The harried Vietnamese waitress brought more beignets piled sky-high with powdered sugar, more coffee, and more pony glasses of chilled water.

"Steve was crazy, you know? I mean, you can do just about anything there in Havana, long as you do it out of sight. Don't rub their noses in it. But that guy, he'd pick up a sweet little babe, and have his hands all over her walking down the street."

"He liked `em young —- 18, 19. So," Bob looked sincerely worried though it might just have been hangover, "I don't know if he's polishing some teenager's tonsils about now or is all bruised in some cell, belly down, taking Spanish with a couple more hombres waiting in line to give him their ‘lessons’."

If someone has to get rich Chicago lawyers bad Cuban cigars full of too much ammonia, it might as well be Bob and Mike, I thought. Mike said, "we'd go down once a year, three times in two years--I first went when I was in school downstate--you know? [Presumably downstate Illinois, meaning not in Chicago] We could party for a week, stay in a hotel, screw if we wanted to, surf, eat like pigs, and then give away all our t-shirts and pack the spare duffle with boxes."

"It's not like drugs," Bob lied, "we don't make money. But it can be kinda exciting, and Havana, even run down and with everything the hell broken, is a great city. And the women are fantastic, cheap, and very accommodating. The saying about sucking the chrome off a trailer hitch aint just a saying with the pros down there. But last time, it freaked me out. First, we lose Steve, gone without a trace. Then, I begin to get paranoid that our supplier was a cop plant, setting us up. He had so many boxes, I was sure it was bogus."

Fortunately for the pair, it apparently wasn't.

"We get 12 or 15 or 16 boxes each. That's a lot of money to put out," Bob continues, "and it's a lot to walk around Havana with, to say nothing of going into a decrepit building with some no-neck greaser with a lump at the waist of his grimy, counterfeit Tommy Hillfiger."

"But," in the end, "it was all fine. The guy is twice as honest as we are, and just as worried that w’gonna bop him on the bean." Sort of. "Got the merchandise, hit the bricks for the airport--got a ride there in a huge classic Buick with those jet ports on the side. But Christ's trousers if the little Mexican shitheels don't simply take both the duffels! ‘Contraband?’ the guy says, then Paco tosses `em behind the counter. Meanwhile I'm shittin' like a goose in gravy. It’s not even against the law, I don’t think, in Mexico, but they saw we were Americans, I guess.”

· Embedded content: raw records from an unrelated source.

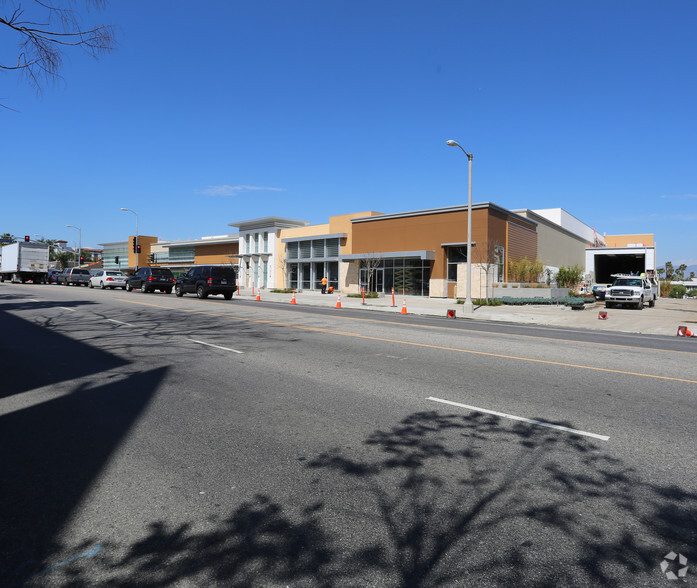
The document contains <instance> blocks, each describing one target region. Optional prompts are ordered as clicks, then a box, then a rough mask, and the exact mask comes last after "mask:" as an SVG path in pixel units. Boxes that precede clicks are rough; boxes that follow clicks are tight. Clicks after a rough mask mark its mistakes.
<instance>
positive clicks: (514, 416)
mask: <svg viewBox="0 0 697 588" xmlns="http://www.w3.org/2000/svg"><path fill="white" fill-rule="evenodd" d="M426 400H432V401H433V402H440V403H442V404H450V405H451V406H458V407H460V408H466V409H467V410H472V411H474V412H481V413H485V414H493V415H495V416H500V417H502V418H505V419H511V420H513V421H521V422H523V423H529V424H531V425H537V426H540V427H549V428H550V429H557V430H558V431H566V432H567V433H573V434H574V435H583V436H585V437H593V439H600V440H601V441H607V440H608V439H609V438H610V437H608V436H607V435H598V434H597V433H589V432H588V431H581V430H580V429H572V428H570V427H564V426H562V425H555V424H552V423H547V422H545V421H537V420H535V419H528V418H525V417H519V416H516V415H514V414H507V413H505V412H498V411H495V410H489V409H486V408H479V407H477V406H470V405H469V404H460V403H459V402H453V401H452V400H443V399H442V398H434V397H433V396H429V397H428V398H427V399H426Z"/></svg>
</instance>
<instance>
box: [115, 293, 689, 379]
mask: <svg viewBox="0 0 697 588" xmlns="http://www.w3.org/2000/svg"><path fill="white" fill-rule="evenodd" d="M118 300H119V301H121V302H130V303H131V304H140V305H142V306H152V307H154V308H163V309H166V310H175V311H177V312H190V313H193V314H201V315H204V316H215V317H218V318H230V319H234V320H239V321H245V322H249V323H258V324H263V325H272V326H275V327H288V328H290V329H298V330H301V331H311V332H315V333H325V334H328V335H339V336H342V337H354V338H356V339H366V340H368V341H380V342H382V343H395V344H398V345H411V346H412V347H422V348H426V349H438V350H441V351H453V352H455V353H466V354H470V355H483V356H486V357H496V358H499V359H515V360H518V361H529V362H532V363H542V364H545V365H556V366H561V367H572V368H578V369H584V370H593V371H597V372H607V373H612V374H622V375H625V376H639V377H642V378H654V379H656V380H670V381H672V382H686V383H688V384H697V380H687V379H683V378H673V377H670V376H657V375H655V374H644V373H641V372H628V371H624V370H613V369H610V368H601V367H596V366H590V365H580V364H576V363H565V362H561V361H551V360H549V359H535V358H532V357H520V356H518V355H504V354H501V353H490V352H488V351H474V350H472V349H459V348H457V347H445V346H442V345H430V344H428V343H416V342H413V341H402V340H400V339H386V338H384V337H372V336H370V335H360V334H358V333H349V332H346V331H335V330H333V329H325V328H322V327H309V326H303V325H294V324H292V323H281V322H278V321H265V320H262V319H251V318H246V317H240V316H235V315H231V314H219V313H213V312H204V311H201V310H192V309H188V308H172V307H171V306H162V305H160V304H152V303H149V302H139V301H135V300H126V299H123V298H120V299H118Z"/></svg>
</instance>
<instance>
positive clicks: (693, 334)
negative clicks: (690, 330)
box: [677, 327, 697, 337]
mask: <svg viewBox="0 0 697 588" xmlns="http://www.w3.org/2000/svg"><path fill="white" fill-rule="evenodd" d="M677 336H678V337H697V335H695V334H694V333H693V332H692V331H690V329H688V328H687V327H678V334H677Z"/></svg>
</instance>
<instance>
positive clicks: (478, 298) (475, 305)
mask: <svg viewBox="0 0 697 588" xmlns="http://www.w3.org/2000/svg"><path fill="white" fill-rule="evenodd" d="M464 303H465V301H464V299H462V298H458V299H457V304H464ZM472 304H474V305H475V306H501V305H502V304H503V302H501V300H499V299H496V298H492V299H490V300H487V299H486V298H474V299H472Z"/></svg>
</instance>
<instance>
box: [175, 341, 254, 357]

He pointed out that sometimes a good cigar is a smoke, and sometimes it’s a great way to get into a ton of hassle.

"I'm a lot happier a little light in the back pocket than in some lousy Mexican jail. No cafe au lait there, you can bet your sweet ass," Mike opined with gusto.

Part of New Orleans’ charm has been the frisson of perceived naughtiness wafting from its humid odours, carried along on its sultry breezes. I don’t know if these goofs – but then, who can say? – would be discoursing with the same élan amongst the Miros at the coffee bar at the Chicago Art Institute.